Sickle Cell Genetics and Pathophysiology

Research in the Laboratory of Sickle Cell Genetics and Pathophysiology, led by Dr. Swee Lay Thein, examines the genetic and biological factors underlying the phenotypic variability of sickle cell disease to accelerate translation of basic discovery to therapeutics.

Swee Lay Thein

Senior Investigator Research Interests

Research Interests

The Thein group conducts research on the pathophysiology of sickle cell disease (SCD) applying insights from genotype-phenotype observations to accelerate translation of basic discovery to therapeutic applications. By combining clinical, laboratory, imaging and new diagnostic techniques, we hope to improve phenotypic definition of SCD at all levels and to introduce more targeted pharmaceutical therapies for SCD. The Thein laboratory is also involved in pre-clinical and clinical testing of drugs and innovative compounds that reduce sickle hemoglobin (HbS) polymerization, improve red cell rheology, or induce fetal hemoglobin.

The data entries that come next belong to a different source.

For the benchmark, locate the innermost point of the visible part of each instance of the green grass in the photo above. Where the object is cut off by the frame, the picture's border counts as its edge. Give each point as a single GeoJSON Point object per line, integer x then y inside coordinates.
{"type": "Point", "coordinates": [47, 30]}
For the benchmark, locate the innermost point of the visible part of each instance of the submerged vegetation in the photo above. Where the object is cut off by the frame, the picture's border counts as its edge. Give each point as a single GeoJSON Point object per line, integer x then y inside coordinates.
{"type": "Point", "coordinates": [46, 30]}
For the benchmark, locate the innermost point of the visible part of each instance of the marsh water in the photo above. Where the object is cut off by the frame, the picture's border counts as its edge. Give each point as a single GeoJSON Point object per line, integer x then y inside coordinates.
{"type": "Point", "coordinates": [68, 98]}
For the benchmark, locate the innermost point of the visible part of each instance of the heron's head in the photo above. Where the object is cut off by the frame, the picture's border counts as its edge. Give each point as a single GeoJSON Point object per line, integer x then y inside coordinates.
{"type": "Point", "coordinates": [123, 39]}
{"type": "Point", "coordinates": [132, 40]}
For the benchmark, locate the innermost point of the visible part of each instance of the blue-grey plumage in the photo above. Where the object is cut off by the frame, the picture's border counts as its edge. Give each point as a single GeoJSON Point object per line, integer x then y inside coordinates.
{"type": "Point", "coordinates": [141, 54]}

SCD is an inherited hemoglobin disorder prevalent in regions where malaria was historically endemic, including sub-Saharan Africa, India, the Middle East, and the Mediterranean. Currently, an estimated 300,000 affected babies are born each year, more than 80% of whom are in Africa. In the United States, SCD is considered “rare”, but nonetheless affects and estimated 100,000 Americans (the majority being of African descent) and 1 in 365 African-American births.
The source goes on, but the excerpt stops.